Fiber is another essential component of a healthy diet for seniors, says Moreno. Fiber helps to regulate digestion, prevents constipation, and may help with weight loss. The Harvard School of Public Health recommends that men over the age of 51 should consume 30 grams of fiber each day, while a woman aged 51 and over should get 21 grams of fiber. Good sources of fiber include raw fruits and vegetables, whole grains and legumes.

In addition, Moreno provides these tips for seniors who want to improve their diet:

  • Stay hydrated! Water is imperative for maintaining your energy and feeling good throughout the day.
  • If necessary, use supplemental products such as Ensure to help maintain a schedule of regular balanced meals.
  • Try not to eat by yourself. Find friends and family to share in meals.
  • Add exercise to your regular routine to help stimulate hunger.

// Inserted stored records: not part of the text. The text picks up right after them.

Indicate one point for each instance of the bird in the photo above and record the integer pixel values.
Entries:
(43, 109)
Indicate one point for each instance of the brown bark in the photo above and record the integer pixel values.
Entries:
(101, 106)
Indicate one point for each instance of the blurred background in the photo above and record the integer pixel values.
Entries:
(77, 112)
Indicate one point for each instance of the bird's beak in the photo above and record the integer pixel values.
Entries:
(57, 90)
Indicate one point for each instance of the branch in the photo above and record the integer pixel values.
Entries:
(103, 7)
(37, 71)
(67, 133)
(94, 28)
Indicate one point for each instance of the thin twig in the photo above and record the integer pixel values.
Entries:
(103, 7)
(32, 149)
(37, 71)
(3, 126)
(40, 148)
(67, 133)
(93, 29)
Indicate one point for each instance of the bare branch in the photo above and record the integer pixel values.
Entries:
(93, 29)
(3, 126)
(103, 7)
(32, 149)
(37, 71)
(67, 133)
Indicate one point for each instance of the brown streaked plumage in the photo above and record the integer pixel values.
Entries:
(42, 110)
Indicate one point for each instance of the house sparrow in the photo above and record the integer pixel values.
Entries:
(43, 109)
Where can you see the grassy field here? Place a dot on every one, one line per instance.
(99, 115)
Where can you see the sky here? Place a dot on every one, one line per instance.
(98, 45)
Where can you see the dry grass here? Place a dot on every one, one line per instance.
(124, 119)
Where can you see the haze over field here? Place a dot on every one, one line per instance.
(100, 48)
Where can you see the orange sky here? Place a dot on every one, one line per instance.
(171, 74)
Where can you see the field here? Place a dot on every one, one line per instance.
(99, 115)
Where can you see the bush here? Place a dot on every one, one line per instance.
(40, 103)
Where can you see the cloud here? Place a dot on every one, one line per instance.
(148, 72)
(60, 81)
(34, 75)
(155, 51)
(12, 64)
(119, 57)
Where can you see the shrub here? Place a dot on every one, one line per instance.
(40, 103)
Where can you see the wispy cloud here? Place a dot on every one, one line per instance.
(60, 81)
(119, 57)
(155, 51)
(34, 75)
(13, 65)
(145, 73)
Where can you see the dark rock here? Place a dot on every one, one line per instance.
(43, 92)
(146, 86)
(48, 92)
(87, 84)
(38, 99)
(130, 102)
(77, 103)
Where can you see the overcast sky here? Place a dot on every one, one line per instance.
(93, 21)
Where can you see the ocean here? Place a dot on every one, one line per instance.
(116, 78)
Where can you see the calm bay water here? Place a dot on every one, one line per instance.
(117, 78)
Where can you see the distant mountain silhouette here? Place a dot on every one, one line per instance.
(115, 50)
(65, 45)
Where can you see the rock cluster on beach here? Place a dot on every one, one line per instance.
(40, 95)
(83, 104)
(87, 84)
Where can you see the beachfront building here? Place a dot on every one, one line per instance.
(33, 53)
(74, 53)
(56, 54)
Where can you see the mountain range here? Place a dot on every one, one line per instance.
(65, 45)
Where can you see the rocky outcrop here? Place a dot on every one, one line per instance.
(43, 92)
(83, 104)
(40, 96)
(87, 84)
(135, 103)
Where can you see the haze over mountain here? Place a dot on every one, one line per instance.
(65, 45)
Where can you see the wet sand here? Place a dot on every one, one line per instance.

Healthy Exercise Advice for Seniors

If you haven’t been active for most of your life, trying to start an exercise program in your senior years may seem overwhelming. But Moreno suggests that you focus on what you can do, not on what you can’t do. “Start simple,” he says. "Walking, for example, gives you every exercise benefit that you need."

To make the walking experience more enjoyable, Moreno suggests walking on flat ground (no hills), and finding walking partners to make the experience more social and pleasant. But if walking is too stressful on your joints, Moreno suggests swimming or performing stretching exercises in a seated position. “Do what you can to move your joints every day,” he says.

Best Tips to Prevent Aging

Even if you don’t consider yourself a senior just yet, you are still aging. “We start aging when we are born,” says Moreno. So anyone can take simple steps to look and feel better as the years tick by. Dr. Moreno’s book, The 17 Day Plan to Stop Aging, details easy changes that you can make - and any stage of your life - to turn back the hands of time.

His best tips for aging well? Moreno suggests these three steps to feel better and get healthy:

  • Maintain a healthy weight. Your weight plays a key role in controlling the factors of aging. Get to a healthy number on the scale and stay there.
  • Stay hydrated with water. Your body is craving it more than you realize. Water is critical to maintaining your energy level and good daily health.
  • Move more. Find an activity that you like and that helps you to maintain a daily movement schedule and stick with it.

Small changes can have a big impact. Try a few of these healthy changes to improve your health and well being.

Sources:

Mike Moreno, M.D.. Interview. September 14, 2012.